Cette exhibition de la violence physique s’accompagne de ridicule. Pour réagir à la violence, Collen auréole la force policière et sa répression ostentatoire de ridicule que Sophie Duval et Marc Martinez définissent en ces termes: « le sentiment de honte que fait naître le ridicule peut seul réformer le public et lui apprendre, par le spectacle grotesque qui lui est offert, à éviter de sombrer dans les mêmes travers que ceux des personnages représentés »166. Le ridicule de la police est affiché en réaction à la violence déployée. Ainsi, Krish constate:

« They wouldn’t want to wet their boots, I can see » (B 99). Mais le plus surprenant c’est tout le côté absurde des arrestations évoquées par les romans. La police arrête sans trop savoir pourquoi, comme s’il s’agissait d’un exercice banal, voire même d’un jeu: « A run-of-the-mill arrest. No supplementary questions asked. No time wasted » (B 99), « Oh, it’s just an allegation » (M 142). Juna est arrêtée pour allégation: « juste une allégation » semble vouloir dire le policier, rien de très grave pour lui mais qui aura pour conséquence l’emprisonnement de la narratrice de Mutiny. L’absurde atteint son paroxysme avec cette pensée qui traverse l’esprit de Juna: elle serait victime d’une plaisanterie filmée, un gag: « It flashes through my mind that this is Candid Camera…you’re on » (M 144). Un subit fantasme semble animer le policier dans Boy: si ces prisonniers étaient aux « USA » ils porteraient des chaînes aux chevilles. Cette phrase est énoncée sur le ton de la menace mais prête simultanément à sourire puisqu’il s’agit d’un fantasme de pouvoir complètement hors contexte et qui vient ridiculiser son émetteur.
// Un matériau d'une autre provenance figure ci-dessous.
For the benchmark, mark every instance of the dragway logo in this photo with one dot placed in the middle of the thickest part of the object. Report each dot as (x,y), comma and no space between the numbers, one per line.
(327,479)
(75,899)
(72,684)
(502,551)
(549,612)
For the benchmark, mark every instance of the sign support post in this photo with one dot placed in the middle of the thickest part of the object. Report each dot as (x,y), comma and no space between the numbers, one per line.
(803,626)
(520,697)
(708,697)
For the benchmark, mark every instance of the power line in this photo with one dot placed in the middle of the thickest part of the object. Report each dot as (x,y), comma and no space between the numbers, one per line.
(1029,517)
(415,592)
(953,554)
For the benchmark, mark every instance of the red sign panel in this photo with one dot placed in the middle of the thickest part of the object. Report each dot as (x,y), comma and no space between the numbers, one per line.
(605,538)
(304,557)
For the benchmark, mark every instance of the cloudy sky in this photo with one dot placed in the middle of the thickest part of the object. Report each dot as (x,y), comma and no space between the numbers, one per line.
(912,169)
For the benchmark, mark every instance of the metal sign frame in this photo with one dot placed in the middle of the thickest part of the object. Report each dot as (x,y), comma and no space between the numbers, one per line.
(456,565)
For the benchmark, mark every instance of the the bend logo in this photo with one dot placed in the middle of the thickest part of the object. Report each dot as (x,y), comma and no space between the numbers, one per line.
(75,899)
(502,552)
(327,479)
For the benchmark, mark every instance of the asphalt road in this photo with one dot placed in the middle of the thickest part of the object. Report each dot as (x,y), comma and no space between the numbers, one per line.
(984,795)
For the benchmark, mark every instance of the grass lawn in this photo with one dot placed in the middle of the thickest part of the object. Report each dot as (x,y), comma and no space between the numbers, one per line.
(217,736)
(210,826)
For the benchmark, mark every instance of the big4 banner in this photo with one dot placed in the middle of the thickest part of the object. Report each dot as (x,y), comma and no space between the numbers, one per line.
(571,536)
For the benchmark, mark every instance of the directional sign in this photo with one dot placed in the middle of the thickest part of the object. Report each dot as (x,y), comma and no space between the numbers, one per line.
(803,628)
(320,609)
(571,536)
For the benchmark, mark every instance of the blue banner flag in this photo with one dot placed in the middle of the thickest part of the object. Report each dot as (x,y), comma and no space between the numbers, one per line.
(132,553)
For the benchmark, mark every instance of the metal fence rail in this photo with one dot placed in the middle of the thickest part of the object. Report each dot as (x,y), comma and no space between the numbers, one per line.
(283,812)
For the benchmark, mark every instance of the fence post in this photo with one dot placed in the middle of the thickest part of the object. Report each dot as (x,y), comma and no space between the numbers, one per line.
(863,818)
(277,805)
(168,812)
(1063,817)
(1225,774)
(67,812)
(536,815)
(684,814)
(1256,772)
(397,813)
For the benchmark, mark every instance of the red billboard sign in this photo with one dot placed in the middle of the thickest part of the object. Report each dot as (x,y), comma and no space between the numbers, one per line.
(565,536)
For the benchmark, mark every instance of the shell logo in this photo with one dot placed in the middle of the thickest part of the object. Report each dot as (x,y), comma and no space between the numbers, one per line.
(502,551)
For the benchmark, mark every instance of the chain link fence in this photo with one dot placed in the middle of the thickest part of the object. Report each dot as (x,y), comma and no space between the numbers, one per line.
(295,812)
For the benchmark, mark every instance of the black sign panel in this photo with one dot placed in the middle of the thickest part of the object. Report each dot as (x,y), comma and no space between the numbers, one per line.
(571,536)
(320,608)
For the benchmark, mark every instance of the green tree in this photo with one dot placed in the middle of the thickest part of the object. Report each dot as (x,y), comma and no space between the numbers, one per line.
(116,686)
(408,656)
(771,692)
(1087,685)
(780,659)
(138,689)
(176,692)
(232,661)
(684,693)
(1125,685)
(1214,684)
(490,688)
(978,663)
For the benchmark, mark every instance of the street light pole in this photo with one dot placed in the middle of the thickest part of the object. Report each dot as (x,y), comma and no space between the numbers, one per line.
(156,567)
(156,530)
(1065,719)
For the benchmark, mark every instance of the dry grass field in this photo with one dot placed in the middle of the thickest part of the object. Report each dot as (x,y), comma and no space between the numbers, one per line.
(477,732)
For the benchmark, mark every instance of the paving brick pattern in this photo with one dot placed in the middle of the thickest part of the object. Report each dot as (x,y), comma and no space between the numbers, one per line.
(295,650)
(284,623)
Le ridicule des policiers, l’absurdité de leurs propos vient de la part de l’auteur, en réaction à la violence exercée sur le peuple. Il s’agit, en effet pour le ridicule d’opérer une fonction cathartique afin de libérer la colère contenue découlant de tant d’injustices.

Néanmoins, force est de constater que, précisément parce qu’elle est absurde, cette violence policière est d’autant plus dangereuse: elle ne repose sur aucune logique, elle ne connaît aucune limite et n’a besoin d’aucune justification. Implicitement, Collen souligne ainsi l’absurdité de l’Appareil Étatique maintenu par les Appareils de répression, envers et contre toute logique.

166 Sophie Duval, Marc Martinez, La Satire, Paris: Armand Colin, 2000, p. 48.

84

Si la violence policière est sanctionnée de ridicule par l’auteur (soulignons que le ridicule est aussi une manifestation de la violence car il se fait « l’écho des craintes »167 du pouvoir en place), le peuple sanctionne à son tour la violence de la police par la révolte. Les exemples les plus parlants viennent du roman Mutiny où les prisonnières ruminent leur révolution contre cette police qui les entoure et les humilie au quotidien: « We hate these women that guard us and guard the gates and guard the whole edifice » (M 3). La répétition du mot « guard » souligne bien la fonction de garant de l’ordre que remplit l’Appareil répressif policier. En tout état de cause, il a pour résultat de susciter l’envie de vengeance et de révolution. Nous retrouvons là la théorie fanonienne ayant trait à la haine de l’ancien colonisé pour l’ancien colonisateur représenté par l’État bourgeois. La révolte est le cri légitime découlant de l’oppression et cette atmosphère de conflit latent a pour résultat d’oppresser les forces au pouvoir. Ainsi, tout comme la police réprime, elle est à son tour brimée par le peuple, brimée par la peur: « They are trapped in here now, imprisoned » (M 318), « They huddle. Like the wasps. Their time is up » (M 318). Dans The Malaria Man and her Neighbours, il s’agit pour la police de se fondre dans la foule qui gronde, de se faire discrète afin de ne pas subir les foudres de la révolte.

Notre constat est donc que les Appareils Répressifs, fonctionnant à la violence obtiennent du peuple une réplique tout aussi violente de sorte que l’Appareil d’État, et spécifiquement l’Appareil d’État décolonisé qui repose sur une haine historique latente, semble pris dans un chassé-croisé de répression et de violence déployées de part et d’autre.